Some food products also use a hybrid approach. For a candy such as SweeTarts, the mix is made at one location and shipped in drums to the compacting and packaging line.
"In the pharmaceutical world, the powder could get batched in a scientific laboratory and then sent to the press and pack line," Gerber said. Once the products are packaged, the existing outbound supply chain will most likely remain intact, Pernenkil added.
Managing material quality
Some pharmaceutical products are better suited for continuous manufacturing than others, for example, liquid biologics that use a fermentation process because they offer reduced variations between batches and lower production costs. Some products already use a quasi-continuous approach, such as filling vials or ampules with injectable drugs. There's still batch-style handling at each end of the process, but the middle is a continuous flow.
Few, if any, pharmaceutical products require 'round the clock production. Rare disease drugs may require only a shift or two to satisfy a year's worth of demand, Pernenkil said. Even generic painkiller tablets that are made in the billions change products on the line for different dosages and coatings.
The relatively small production runs for some drugs present a quality control challenge. "In pharma, you have minimal residence times so, if there's a problem with the raw materials, by the time you blink, the product is already contaminated," Pernenkil said. Residence time is the time it takes for a product to move through the manufacturing process. "Whereas in batch,” he said, “you tend to have a little bit more control in the middle stage end and can stop the process, so you don't lose all the material."
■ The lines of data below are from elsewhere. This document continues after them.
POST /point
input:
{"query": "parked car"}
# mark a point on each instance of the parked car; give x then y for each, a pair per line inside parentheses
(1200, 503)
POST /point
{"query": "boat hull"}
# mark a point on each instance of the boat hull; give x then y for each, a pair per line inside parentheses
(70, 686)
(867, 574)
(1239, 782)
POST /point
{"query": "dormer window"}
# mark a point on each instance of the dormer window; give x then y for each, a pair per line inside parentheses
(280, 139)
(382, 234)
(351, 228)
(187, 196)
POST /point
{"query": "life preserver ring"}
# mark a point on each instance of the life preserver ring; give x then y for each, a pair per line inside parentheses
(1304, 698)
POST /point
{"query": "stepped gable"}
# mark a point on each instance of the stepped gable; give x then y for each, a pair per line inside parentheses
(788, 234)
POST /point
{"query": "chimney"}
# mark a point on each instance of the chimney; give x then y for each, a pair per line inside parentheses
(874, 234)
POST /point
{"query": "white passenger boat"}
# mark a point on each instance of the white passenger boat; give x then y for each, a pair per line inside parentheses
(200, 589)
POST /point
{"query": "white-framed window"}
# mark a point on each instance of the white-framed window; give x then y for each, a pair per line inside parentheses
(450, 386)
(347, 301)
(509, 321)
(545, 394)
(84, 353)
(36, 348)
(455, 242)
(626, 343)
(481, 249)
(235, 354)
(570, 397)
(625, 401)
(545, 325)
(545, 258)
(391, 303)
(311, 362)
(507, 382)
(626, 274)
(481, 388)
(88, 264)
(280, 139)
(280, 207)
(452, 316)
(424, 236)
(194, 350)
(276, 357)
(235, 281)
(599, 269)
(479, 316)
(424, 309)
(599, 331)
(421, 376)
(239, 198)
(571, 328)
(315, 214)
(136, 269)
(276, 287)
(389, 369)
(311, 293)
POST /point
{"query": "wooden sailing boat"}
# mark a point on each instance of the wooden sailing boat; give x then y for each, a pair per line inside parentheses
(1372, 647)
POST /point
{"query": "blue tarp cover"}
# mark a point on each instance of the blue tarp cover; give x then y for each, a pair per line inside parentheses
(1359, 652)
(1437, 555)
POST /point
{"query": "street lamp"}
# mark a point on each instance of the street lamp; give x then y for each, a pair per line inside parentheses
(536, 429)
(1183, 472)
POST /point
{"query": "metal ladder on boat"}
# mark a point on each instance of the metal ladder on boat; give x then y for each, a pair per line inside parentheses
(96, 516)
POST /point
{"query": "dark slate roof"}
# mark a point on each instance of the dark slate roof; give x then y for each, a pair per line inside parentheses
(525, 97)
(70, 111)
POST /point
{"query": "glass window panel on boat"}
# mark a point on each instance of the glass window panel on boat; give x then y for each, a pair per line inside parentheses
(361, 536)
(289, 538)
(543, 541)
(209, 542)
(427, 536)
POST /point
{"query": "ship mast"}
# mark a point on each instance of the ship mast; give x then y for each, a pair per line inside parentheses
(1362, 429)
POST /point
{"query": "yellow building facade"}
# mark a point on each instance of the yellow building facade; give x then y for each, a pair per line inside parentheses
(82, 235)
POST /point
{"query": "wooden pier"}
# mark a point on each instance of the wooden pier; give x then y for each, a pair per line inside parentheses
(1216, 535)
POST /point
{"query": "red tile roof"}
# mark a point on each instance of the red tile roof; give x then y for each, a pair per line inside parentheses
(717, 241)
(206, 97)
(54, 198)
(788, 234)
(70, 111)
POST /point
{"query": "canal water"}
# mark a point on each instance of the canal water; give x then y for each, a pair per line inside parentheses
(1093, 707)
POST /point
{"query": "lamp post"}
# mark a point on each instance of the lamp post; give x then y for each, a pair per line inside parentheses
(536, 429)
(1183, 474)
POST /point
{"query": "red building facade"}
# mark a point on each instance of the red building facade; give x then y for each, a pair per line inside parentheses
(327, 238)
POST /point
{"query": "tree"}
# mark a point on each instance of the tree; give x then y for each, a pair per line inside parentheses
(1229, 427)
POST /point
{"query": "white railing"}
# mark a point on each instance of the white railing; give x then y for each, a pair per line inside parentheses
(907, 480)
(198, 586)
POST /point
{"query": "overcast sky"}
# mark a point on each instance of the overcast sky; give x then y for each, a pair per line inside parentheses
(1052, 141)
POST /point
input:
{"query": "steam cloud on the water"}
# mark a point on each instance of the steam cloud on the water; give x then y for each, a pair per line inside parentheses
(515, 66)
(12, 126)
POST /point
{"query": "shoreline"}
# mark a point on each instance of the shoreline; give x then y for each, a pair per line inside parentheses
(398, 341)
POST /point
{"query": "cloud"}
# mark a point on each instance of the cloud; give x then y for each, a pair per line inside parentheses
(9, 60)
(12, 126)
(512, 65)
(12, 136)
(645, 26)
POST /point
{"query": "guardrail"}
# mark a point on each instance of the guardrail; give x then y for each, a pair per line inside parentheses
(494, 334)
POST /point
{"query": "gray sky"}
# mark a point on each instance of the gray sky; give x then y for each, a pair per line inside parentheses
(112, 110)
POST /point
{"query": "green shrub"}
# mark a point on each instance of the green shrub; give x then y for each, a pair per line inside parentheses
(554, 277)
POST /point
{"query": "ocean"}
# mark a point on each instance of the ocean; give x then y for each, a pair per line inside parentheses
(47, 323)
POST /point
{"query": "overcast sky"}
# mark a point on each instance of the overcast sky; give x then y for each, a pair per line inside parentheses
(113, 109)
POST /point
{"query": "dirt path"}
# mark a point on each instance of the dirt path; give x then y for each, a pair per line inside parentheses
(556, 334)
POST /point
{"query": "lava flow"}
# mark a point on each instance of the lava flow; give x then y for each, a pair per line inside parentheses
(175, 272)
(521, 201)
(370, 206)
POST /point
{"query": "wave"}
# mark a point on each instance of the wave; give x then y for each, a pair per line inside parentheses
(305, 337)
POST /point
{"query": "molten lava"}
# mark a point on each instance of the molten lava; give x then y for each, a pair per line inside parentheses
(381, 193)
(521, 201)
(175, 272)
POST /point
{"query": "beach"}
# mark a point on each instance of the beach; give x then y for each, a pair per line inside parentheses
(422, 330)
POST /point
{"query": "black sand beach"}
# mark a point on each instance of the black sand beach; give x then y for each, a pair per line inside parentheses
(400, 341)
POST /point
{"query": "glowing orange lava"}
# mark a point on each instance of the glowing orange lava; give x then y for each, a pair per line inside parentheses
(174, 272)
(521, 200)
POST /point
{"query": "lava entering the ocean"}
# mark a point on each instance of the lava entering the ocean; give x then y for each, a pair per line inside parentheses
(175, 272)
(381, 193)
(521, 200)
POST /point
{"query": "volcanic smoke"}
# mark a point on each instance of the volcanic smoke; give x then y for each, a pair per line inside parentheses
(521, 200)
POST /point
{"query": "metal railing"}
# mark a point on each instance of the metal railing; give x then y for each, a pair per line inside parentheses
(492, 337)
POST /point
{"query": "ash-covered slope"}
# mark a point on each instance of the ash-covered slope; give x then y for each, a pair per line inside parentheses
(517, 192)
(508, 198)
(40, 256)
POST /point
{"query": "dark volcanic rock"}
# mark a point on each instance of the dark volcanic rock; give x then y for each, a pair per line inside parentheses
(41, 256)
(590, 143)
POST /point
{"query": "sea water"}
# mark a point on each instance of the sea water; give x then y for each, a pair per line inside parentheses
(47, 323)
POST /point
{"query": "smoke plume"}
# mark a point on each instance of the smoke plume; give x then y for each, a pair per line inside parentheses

Because of the brief residence times, product purity at the source is critical. Sensors can monitor quality on the production line, or manufacturers can use feed-forward control, a process commonly used in petroleum and chemical refining. "You can measure raw material quality upfront and feed it forward in the process and send the information forward if there's an issue in the raw materials," Pernenkil said.
Adopting new recipes
For manufacturers making the switch from batch, they’ll have to implement some changes to operations processes and/or products.
The shift to continuous manufacturing leads to the question of what is a batch, the basic unit by which medicines are monitored and tracked to manage recalls, among other uses. Manufacturers must develop a way to identify lots of products continuously run on the line. It could be by time, such as a shift, or the number of materials used or produced.
"There could be a metric for the expected output from a line with an allowance for items pulled for quality control that could be tied to a manager on the shift," Gerber said.
Switching between materials or colors requires a purging process to remove remnants of the previous product from the machinery, a practice the plastics industry follows as well. Resins are produced in large quantities via continuous manufacturing. But individual products may use a batch approach to create custom colors or other characteristics, Eric Larson, a plastics consultant with Art of Mass Production, told Supply Chain Dive.
"I've watched a lot of companies that were doing just fine bankrupt themselves by trying to scale up to be able to swim with the big boys."
Suzannah Gerber
Research and outcomes education specialist for the food industry
Drugs could be made in much larger quantities for longer expiration dates but may need new formulas or packaging.
"They may add stabilizers or other preservatives or do environmental control packaging because it's more advantageous to pump out large quantities of product," Gerber said.
Rather than implement a wholesale change, some pharma manufacturers are designing new products to use continuous manufacturing as part of the research and development process.
"They're using it as another tool to see if they get better quality and have a better understanding of the process, so by the time the drug comes to commercial manufacturing, they already have the continuous system in place," Pernenkil said.